In the second half of 2022, Multnomah County purchased two automotive sales lots in Montavilla along SE 82nd Avenue. At least one location will become an outdoor alternative shelter serving houseless Portlanders next year. The Joint Office of Homeless Services (JOHS) is currently selecting a service provider to offer continuous on-site support for the residents. County staff anticipates a summer 2023 opening for the first location near SE Stark Street. The second location near Harrison Park is in an early pre-planning phase and currently leased to a recreational vehicle (RV) sales company.
In August 2022, Multnomah County purchased the former RV sales lot at 333 SE 82nd Avenue and posted a Notice of Funding Availability (NOFA) on November 2nd. In response to the NOFA, organizations interested in managing the shelter submitted applications ahead of the November 21st deadline, and the County is actively reviewing those proposals. JOHS staff have yet to determine the type of alternative outdoor shelter planned for 333 SE 82nd Avenue. The site could support either a safe park site for non-RV passenger vehicles or a village-style shelter with small freestanding shed-style Pallet shelters.
Residents are pre-selected for both types of alternative shelters. These sites will not support drop-in services, and site operators will discourage unsanctioned camping around the property. County staff point to another JOHS-funded shelter in the neighborhood as an example of what they intend to create at this site. Beacon Village opened its 10-pod village to residents earlier this year near NE Glisan Street and has successfully housed a small group of formerly unhoused people within a church parking lot.

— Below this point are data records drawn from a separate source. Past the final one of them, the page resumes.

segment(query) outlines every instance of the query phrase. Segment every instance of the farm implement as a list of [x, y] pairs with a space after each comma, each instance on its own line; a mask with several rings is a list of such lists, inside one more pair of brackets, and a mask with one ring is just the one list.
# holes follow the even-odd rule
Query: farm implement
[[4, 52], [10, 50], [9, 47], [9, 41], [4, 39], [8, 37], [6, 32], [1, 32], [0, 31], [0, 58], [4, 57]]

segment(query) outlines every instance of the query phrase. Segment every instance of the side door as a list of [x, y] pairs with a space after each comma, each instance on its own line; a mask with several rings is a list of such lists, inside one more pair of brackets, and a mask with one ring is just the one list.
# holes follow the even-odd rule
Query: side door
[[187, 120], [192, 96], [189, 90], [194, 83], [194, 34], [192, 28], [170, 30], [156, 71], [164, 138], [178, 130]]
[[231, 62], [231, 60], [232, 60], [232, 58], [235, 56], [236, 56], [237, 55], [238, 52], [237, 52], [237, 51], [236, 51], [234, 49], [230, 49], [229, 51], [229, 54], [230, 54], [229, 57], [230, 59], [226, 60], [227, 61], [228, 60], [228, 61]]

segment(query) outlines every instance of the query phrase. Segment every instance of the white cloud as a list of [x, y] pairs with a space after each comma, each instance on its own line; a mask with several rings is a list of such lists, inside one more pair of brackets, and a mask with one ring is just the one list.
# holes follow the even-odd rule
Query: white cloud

The second County-owned site is located less than a mile south of 333 SE 82nd Avenue at 1818 SE 82nd Avenue. The corner lot has access to SE Mill Street and is a block away from Harrison Park. Currently, the County is leasing the property back to its former owner. Recently acquired in December 2022, JOHS has yet to determine this site’s ultimate use, and Multnomah County staff cannot say when planning for this site will begin.
Outdoor alternative shelters are most commonly associated with a City lead collaboration between Portland and JOHS known as Safe Rest Villages. However, both County-owned sites are not being developed as part of that program. Jenka Soderberg, the program communications coordinator for JOHS, explained the primary difference between the two programs. “The Safe Rest Villages program was created apart from existing shelter efforts, with the City funding construction, though it does work with the Joint Office around contracting and other support.” These sites on SE 82nd Avenue will join the County’s existing alternative shelter program that began five years ago. “The Joint Office already funds and operates other alternative shelter sites and has done so since the Kenton Women’s Village first opened in 2017. Other shelters in that category include St. Johns Village, Beacon Village PDX, and WeShine’s Parkrose Village.” Said Soderberg.
The vacant half-block property near historic downtown Montavilla received new black chain-link fencing around its perimeter this December, supplanting the construction fencing that has protected the site since its sale. Over the next few months, construction crews will upgrade facilities at the site, creating resident amenities that include personal property storage, trash service, showers, restrooms, laundry, kitchen space, and social services.
The County considers 333 SE 82nd Avenue temporary accommodations. With people staying only as long as it takes to transition into permanent housing or permanent supportive housing programs. However, according to Soderberg, the site will remain a temporary shelter location for the foreseeable future. “The plan is to operate a long-term shelter at the site, but like all programs, budgets must be approved by the County Board and City Council annually, and we would always want to ensure we’re able to evaluate the success of the program.”
During the first half of 2023, program staff will coordinate meetings, working with neighbors and area businesses to create a Good Neighbor Agreement. Through alternative shelters like the ones proposed for Montavilla, the County intends to initiate positive changes for villagers and neighbors currently experiencing unsanctioned camping. By creating a safe sleeping space for people experiencing unsheltered homelessness, program managers hope to build an environment that allows villagers to be part of the surrounding neighborhood. Employees will professionally manage the site at all hours of every day. People working with residents will provide support to address basic needs, including hygiene services, case management, and housing navigation. Residents will receive access to treatment for unmet behavioral health needs.
Neighbors within a half-mile radius of the site should receive a postcard in the mail informing them about this planned site use. JOHS will update the community when they decide on a program model and contract with a shelter operator. The village could open and accept participants as soon as workers complete construction. Still, that timeline depends on the shelter style selection and how soon site management can prepare staff. JOHS will provide updates to community organizations as those milestones come closer.
Disclosure: The author of this article serves on the boards of the Montavilla/East Tabor Business Association, 82nd Avenue Business Association, and Montavilla Neighborhood Association. During that work, he drafted the Good Neighbor Agreement with Beacon Village and will likely participate in future community outreach for these Multnomah County initiatives.